In order to verify whether the linear scaling also holds in the Lévy case, a linear fit was performed for each centrality class using Equation (13). The statistical uncertainty and the uncorrelated systematic uncertainty of $1/R^2$ was added in quadrature and used for determining the ${\chi }^2$ of the fits. In this way, the confidence levels were statistically acceptable for each centrality class, showing that a hydrodynamic-like scaling holds for a Lévy source as well. The fitted lines are shown in Figure 5, and the fit parameters (A and B) are shown in Figure 6 as functions of $\langle N_{\mathrm{part}}\rangle$, for both positively and negatively charged pairs. By assuming a constant freeze-out temperature of $T_{\mathrm{f}}=156$ MeV [45], the Hubble constant falls between 0.12 c/fm and 0.18 c/fm. Due to the fact that the A parameter decreases toward more central collisions (larger $\langle N_{\mathrm{part}}\rangle$), the Hubble constant also decreases, making the speed of the expansion lower in central collisions. The B parameter has a negative value in each case, which makes it impossible to calculate a freeze-out size using Equation (15). The reasons behind a negative intercept and the interpretation of this result are currently unknown. This may be connected to fluctuations in the initial state [46] which were not taken into account in the hydrodynamic models.

The measured $\lambda$ values are shown in the upper panel of Figure 7 as a function of $m_{\mathrm{T}}$, for positively charged pairs. A decreasing trend with $m_{\mathrm{T}}$ as the collisions became more central is observed. In case of identified particles, $\lambda$ is the square of the ratio of core particles. Due to the lack of particle identification, our sample contained particles other than pions, mostly kaons and protons. As a result of this contamination, $\lambda$ was suppressed by a factor of the square of the pion fraction. The pion fraction was measured by the ALICE Collaboration [34], and it decreased with $m_{\mathrm{T}}$, resulting in the decreasing trend of $\lambda$ in the upper panel of Figure 7. For the $\alpha$ and the R parameters, a characteristic $m_{\mathrm{T}}$ dependence was observed; thus, these parameters could not have been influenced by the $m_{\mathrm{T}}$-dependent effect of the lack of particle identification.
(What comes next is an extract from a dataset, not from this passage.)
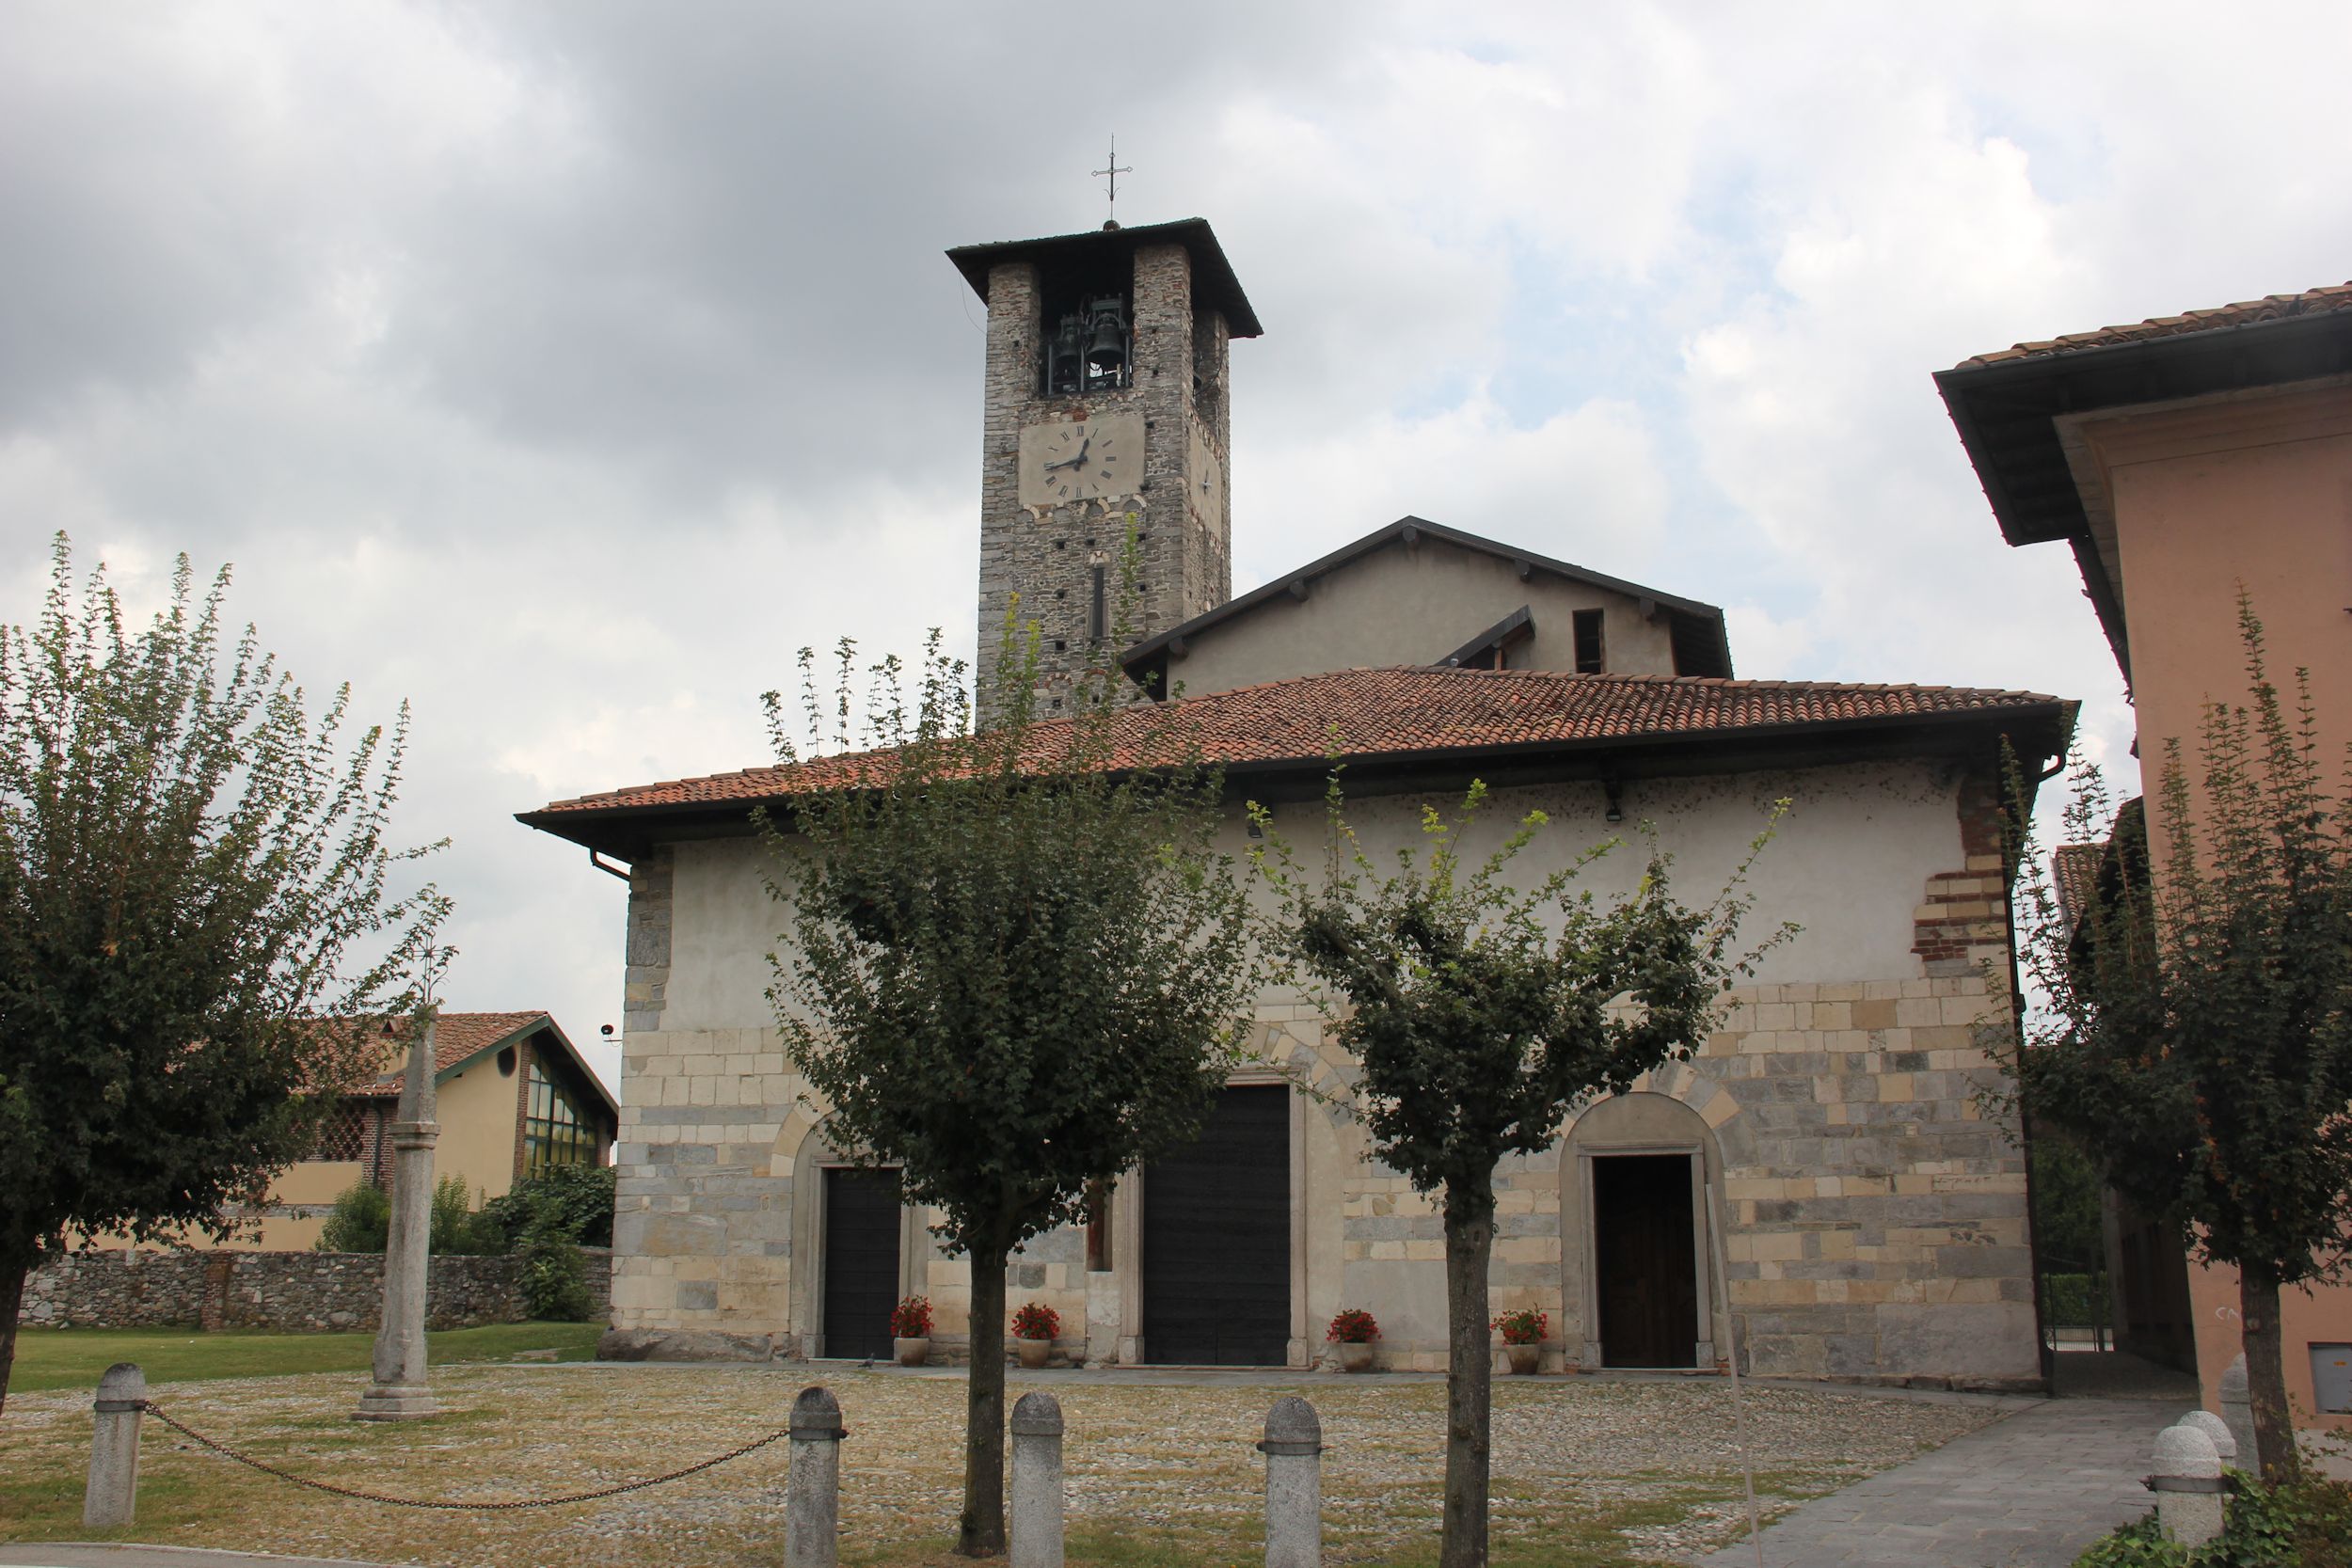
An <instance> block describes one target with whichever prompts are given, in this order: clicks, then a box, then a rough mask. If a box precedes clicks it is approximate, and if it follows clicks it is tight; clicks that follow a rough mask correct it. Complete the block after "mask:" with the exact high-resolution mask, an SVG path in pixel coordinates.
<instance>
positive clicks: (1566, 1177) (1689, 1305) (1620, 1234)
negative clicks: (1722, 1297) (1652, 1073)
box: [1559, 1074, 1729, 1368]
To remove the effect of the contamination from $\lambda$, the ${\lambda }^{*}$ parameter was introduced by rescaling $\lambda$ with the square of the pion fraction:

$${\lambda }^{*}=\frac{\lambda }{{(N_{\mathrm{pion}}/N_{\mathrm{hadron}})}^2}.$$

(16)

The rescaled correlation strength ${\lambda }^{*}$ is shown in the lower panel of Figure 7. Compared to $\lambda$, the decreasing trend with $m_{\mathrm{T}}$ is no longer shown in the data, suggesting that it was caused purely by the lack of particle identification. The centrality dependence, on the other hand, remained the same, which means that the fraction of core pions is smaller in more central collisions.

5. Conclusions

In this paper, a centrality-dependent Lévy HBT analysis of two-particle Bose–Einstein correlations was presented, using $\sqrt{s_{{}_{\mathrm{NN}}}}=5.02$ TeV PbPb collision data recorded by the CMS experiment. The measured correlation functions were described by the assumption of a Lévy alpha-stable source distribution. Three source parameters, the Lévy stability index $\alpha$, the Lévy scale parameter R, and the correlation strength $\lambda$ were determined, and their centrality and transverse mass ($m_{\mathrm{T}}$) dependence was investigated.

The $\alpha$ parameter was found to be centrality-dependent, but constant in $m_{\mathrm{T}}$, with the average values ranging between 1.6 and 2.0. A decreasing trend with $m_{\mathrm{T}}$ and as the collisions become more peripheral was observed for the R parameter, which could be explained by the hydrodynamic-like scaling and the geometrical interpretation, respectively. The $\lambda$ parameter showed a decreasing trend with $m_{\mathrm{T}}$, but after removing the effects of the lack of particle identification, a constant behavior was obtained. A decrease toward more central collisions was also observed for $\lambda$.